Roy Shanker ’70 and Linda Gibson have pledged $1,400,000 to match legacy gifts made in honor of 50th reunion celebrations. Classes can take advantage of this generous match on any legacy gift made before June 30 of their 50th reunion year. This includes planned gifts from your estate, life insurance, or retirement accounts; charitable gift annuities; and charitable trusts.
In addition, there is an opportunity for all members of the 50th reunion class to participate. If the class reaches 50% participation in giving, Roy and Linda will contribute an additional $25,000 towards the class reunion giving goal.
How the 50th Reunion Legacy Challenge Works:
- Make or document a planned gift to Swarthmore College and have a portion of the gift matched.
- Gifts up to $99,999 will be matched with 10% of the total gift amount.
- Gifts of $100,000 to $249,999 will be matched with $10,000.
- Gifts of $250,000 to $499,999 will be matched with $25,000.
- Gifts of $500,000 or more will be matched with $50,000.
- Download the 50th Reunion Estate Commitment Form as a Word document or PDF.
- Unused challenge dollars will roll over to the next 50th reunion class until the full $1.4 million is matched.
If you are interested in learning more about this giving challenge and would like to make a planned gift, please contact Renée P. Atkinson, Director of Gift Planning, at 610-328-8323 or email@example.com.
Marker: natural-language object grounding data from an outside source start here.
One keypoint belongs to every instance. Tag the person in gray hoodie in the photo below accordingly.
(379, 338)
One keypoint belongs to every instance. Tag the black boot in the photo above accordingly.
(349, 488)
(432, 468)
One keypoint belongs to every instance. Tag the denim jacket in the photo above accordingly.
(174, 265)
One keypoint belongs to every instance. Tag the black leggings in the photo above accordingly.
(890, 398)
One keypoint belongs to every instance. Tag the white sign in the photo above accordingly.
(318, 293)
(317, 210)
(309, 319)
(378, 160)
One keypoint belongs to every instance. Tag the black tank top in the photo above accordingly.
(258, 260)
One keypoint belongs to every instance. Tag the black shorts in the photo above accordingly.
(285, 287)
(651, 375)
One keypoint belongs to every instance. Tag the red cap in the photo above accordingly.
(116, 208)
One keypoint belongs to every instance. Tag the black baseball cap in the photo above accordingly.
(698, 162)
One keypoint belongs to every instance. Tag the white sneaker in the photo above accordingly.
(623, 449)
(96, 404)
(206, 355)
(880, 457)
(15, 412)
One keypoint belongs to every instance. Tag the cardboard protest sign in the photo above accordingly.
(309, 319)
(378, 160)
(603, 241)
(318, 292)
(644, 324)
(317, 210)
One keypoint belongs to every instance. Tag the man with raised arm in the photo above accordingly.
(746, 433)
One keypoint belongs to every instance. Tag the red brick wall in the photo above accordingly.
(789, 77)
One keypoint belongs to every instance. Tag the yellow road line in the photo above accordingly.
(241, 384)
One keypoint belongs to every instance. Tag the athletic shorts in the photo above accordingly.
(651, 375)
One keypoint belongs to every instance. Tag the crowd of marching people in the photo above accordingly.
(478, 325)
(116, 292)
Frequently Asked Questions
- What is an estate gift?
An estate gift is a gift that Swarthmore will receive at some future date. It may come from a will, trust, retirement plan, life insurance policy, or annuity, where you designate an entity (in this case, Swarthmore College) to receive the remainder. Other gifts to be realized in the future may also qualify, and we welcome your questions about them.
- How can my estate gift be counted?
To receive gift credit for your estate gift, you must:
- Be 60 years of age or older.
- Complete and sign the estate commitment form .
- Provide documentation for your estate gift.
- My estate gift to Swarthmore will become effective only if my spouse/partner predeceases me. Can my gift still be recorded?
Yes, as long as your surviving spouse or partner also includes a provision for Swarthmore in their estate plan and they join you in signing the estate gift form.
- What about friends or other members of my family?
We cannot count estate gifts that are contingent upon any other family member or individual predeceasing you.
- How is my estate gift counted?
If you give a specific dollar amount to the College, that amount will represent your estate gift. If you are leaving a percentage of your residuary estate or assets in a retirement plan, Swarthmore will accept your good faith estimate of what the College will ultimately receive—a snapshot of what you currently believe your estate intention to be.
- May I designate my estate gift to a specific program or initiative at Swarthmore?
Unrestricted gifts allow the College to use your gift where the need is greatest. However, you may designate your estate gift to a favorite program or initiative such as financial aid. You may also add it to an existing endowed fund. If you choose to restrict your estate gift, please contact us to ensure that your wishes can be honored.
- What happens if I change my estate plan or if my estate gift cannot be satisfied?
The estate commitment form is not legally binding, and we understand that your plans or circumstances may change in the future. If your estate gift cannot be satisfied in full, we will gratefully accept any remaining amount or portion that is earmarked for Swarthmore. If you make changes that affect your estate gift, please let us know so that we can update our records.